Notion has the strongest free tier for students (free Education plan with AI included if you have a .edu email) and works well for class notes, project boards, and study databases. Obsidian is the academic researcher's pick, free for personal use, plugin ecosystem covers citations (Citations plugin + Zotero), spaced repetition, and graph-based note connections. Apple Notes is the no-friction option for casual class notes if you already own a MacBook/iPad. Avoid paying for Evernote or Bear as a student, the free options have caught up.

Can I use note-taking apps offline?

Obsidian is the only major note app that is genuinely offline-first, your files live as plain Markdown on your local disk, the app launches without internet, and sync (if you enable it) is purely additive. Apple Notes works offline once content is synced via iCloud, with edits queued for later upload. Notion is internet-required for most operations: the offline mode is unreliable, syncs slowly, and has bitten teams in meetings, on planes, and in low-connectivity areas. If offline matters, Obsidian or Apple Notes are the only safe picks.

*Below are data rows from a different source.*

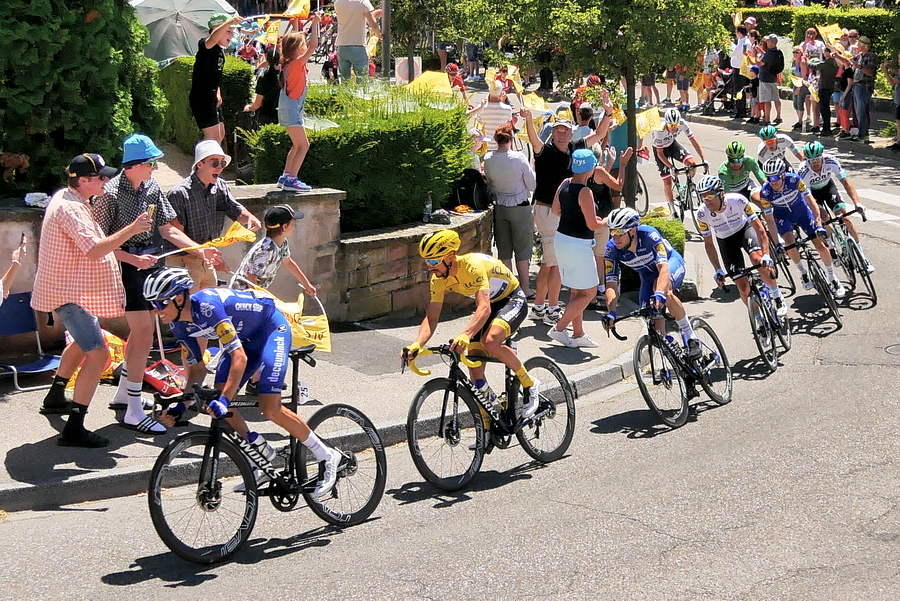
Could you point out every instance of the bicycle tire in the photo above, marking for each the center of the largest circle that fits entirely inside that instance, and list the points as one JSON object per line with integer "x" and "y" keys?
{"x": 860, "y": 265}
{"x": 824, "y": 289}
{"x": 362, "y": 476}
{"x": 762, "y": 335}
{"x": 717, "y": 379}
{"x": 660, "y": 380}
{"x": 441, "y": 451}
{"x": 548, "y": 435}
{"x": 185, "y": 516}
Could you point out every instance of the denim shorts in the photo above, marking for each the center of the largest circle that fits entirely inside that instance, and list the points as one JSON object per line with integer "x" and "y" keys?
{"x": 83, "y": 327}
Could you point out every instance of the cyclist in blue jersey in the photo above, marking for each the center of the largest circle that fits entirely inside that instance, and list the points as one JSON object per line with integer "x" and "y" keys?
{"x": 786, "y": 202}
{"x": 660, "y": 267}
{"x": 253, "y": 336}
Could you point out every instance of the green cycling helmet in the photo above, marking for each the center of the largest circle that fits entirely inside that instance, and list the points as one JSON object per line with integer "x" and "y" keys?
{"x": 735, "y": 150}
{"x": 813, "y": 150}
{"x": 768, "y": 132}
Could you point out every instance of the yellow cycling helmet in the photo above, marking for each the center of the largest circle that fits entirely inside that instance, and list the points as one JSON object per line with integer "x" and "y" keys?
{"x": 439, "y": 244}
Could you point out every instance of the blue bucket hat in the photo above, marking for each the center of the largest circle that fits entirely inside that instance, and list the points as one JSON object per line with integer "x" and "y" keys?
{"x": 583, "y": 160}
{"x": 139, "y": 149}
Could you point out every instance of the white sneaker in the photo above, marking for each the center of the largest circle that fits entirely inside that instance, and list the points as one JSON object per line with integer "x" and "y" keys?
{"x": 329, "y": 478}
{"x": 584, "y": 342}
{"x": 561, "y": 337}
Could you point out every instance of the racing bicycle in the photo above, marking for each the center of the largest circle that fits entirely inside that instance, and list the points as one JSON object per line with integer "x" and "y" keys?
{"x": 446, "y": 422}
{"x": 200, "y": 516}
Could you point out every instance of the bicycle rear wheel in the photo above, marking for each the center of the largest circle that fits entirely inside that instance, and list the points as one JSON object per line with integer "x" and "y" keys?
{"x": 860, "y": 264}
{"x": 200, "y": 519}
{"x": 363, "y": 470}
{"x": 661, "y": 382}
{"x": 762, "y": 333}
{"x": 716, "y": 377}
{"x": 823, "y": 287}
{"x": 445, "y": 434}
{"x": 549, "y": 433}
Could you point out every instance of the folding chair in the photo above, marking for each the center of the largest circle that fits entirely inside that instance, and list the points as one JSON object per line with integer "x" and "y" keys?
{"x": 17, "y": 317}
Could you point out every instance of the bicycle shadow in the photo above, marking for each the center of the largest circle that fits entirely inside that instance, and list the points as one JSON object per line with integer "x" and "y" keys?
{"x": 181, "y": 573}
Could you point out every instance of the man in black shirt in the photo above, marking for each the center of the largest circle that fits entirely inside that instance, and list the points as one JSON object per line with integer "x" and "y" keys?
{"x": 206, "y": 96}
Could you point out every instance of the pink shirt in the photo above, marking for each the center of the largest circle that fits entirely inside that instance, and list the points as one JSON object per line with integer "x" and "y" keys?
{"x": 64, "y": 273}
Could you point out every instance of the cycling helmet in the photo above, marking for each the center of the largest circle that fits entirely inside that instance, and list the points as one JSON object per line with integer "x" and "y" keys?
{"x": 710, "y": 184}
{"x": 672, "y": 117}
{"x": 813, "y": 150}
{"x": 167, "y": 283}
{"x": 624, "y": 218}
{"x": 774, "y": 167}
{"x": 768, "y": 132}
{"x": 439, "y": 244}
{"x": 735, "y": 150}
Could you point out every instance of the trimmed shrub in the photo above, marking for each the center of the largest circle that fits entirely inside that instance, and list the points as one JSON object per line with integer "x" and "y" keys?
{"x": 73, "y": 79}
{"x": 179, "y": 126}
{"x": 388, "y": 154}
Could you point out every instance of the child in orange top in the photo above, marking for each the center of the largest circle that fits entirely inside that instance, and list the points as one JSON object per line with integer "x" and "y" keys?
{"x": 295, "y": 52}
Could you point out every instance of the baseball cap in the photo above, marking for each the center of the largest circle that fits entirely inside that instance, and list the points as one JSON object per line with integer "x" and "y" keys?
{"x": 88, "y": 165}
{"x": 139, "y": 149}
{"x": 280, "y": 215}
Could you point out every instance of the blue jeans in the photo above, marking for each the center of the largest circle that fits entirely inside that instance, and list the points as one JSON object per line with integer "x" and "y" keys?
{"x": 356, "y": 57}
{"x": 861, "y": 98}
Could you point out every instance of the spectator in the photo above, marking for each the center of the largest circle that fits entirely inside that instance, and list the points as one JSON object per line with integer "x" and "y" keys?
{"x": 352, "y": 16}
{"x": 126, "y": 196}
{"x": 205, "y": 96}
{"x": 864, "y": 66}
{"x": 201, "y": 202}
{"x": 78, "y": 278}
{"x": 10, "y": 275}
{"x": 510, "y": 181}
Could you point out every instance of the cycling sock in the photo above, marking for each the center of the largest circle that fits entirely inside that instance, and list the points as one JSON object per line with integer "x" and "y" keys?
{"x": 318, "y": 448}
{"x": 524, "y": 378}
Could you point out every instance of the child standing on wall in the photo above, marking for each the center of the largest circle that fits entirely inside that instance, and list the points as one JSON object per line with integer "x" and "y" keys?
{"x": 295, "y": 52}
{"x": 261, "y": 264}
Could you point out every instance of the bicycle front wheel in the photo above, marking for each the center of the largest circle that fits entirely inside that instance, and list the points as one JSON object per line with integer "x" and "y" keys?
{"x": 762, "y": 333}
{"x": 362, "y": 473}
{"x": 716, "y": 377}
{"x": 661, "y": 382}
{"x": 197, "y": 515}
{"x": 548, "y": 435}
{"x": 445, "y": 433}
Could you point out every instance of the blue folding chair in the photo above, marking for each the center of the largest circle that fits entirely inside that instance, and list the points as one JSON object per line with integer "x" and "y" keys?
{"x": 17, "y": 317}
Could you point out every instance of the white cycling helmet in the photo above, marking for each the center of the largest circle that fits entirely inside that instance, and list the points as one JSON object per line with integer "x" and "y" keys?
{"x": 624, "y": 218}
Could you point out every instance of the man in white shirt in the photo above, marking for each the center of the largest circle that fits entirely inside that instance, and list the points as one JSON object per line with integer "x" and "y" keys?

How do I migrate between note-taking apps without losing data?

Export to Markdown wherever possible, it is the closest thing to a portable format. Evernote → Notion: use Notion's built-in importer (handles ENEX files reasonably well). Notion → Obsidian: export as Markdown + CSV for databases; expect to lose synced blocks, database views, and some inline embeds. Apple Notes → anything: requires the Exporter app or AppleScript to extract notes individually. Obsidian → anything: trivial, your notes are already plain Markdown. Migrate actively-used notes first (typically <200 notes); archive the rest as a folder dump and only revisit if you need them.

Are note-taking apps secure for sensitive information?

Most major note apps use encryption at rest and in transit, but only a few offer end-to-end encryption where the provider cannot read your data. Standard Notes is fully E2E by default. Obsidian is local-first, your data never leaves your machine unless you enable sync. Notion encrypts in transit and at rest but staff can theoretically access content (no zero-knowledge architecture). Apple Notes supports per-note password protection and locked notes use end-to-end encryption. For genuinely sensitive material (legal, medical, business secrets), use Standard Notes or keep those notes in a Bitwarden/1Password secure-note instead of a general note app.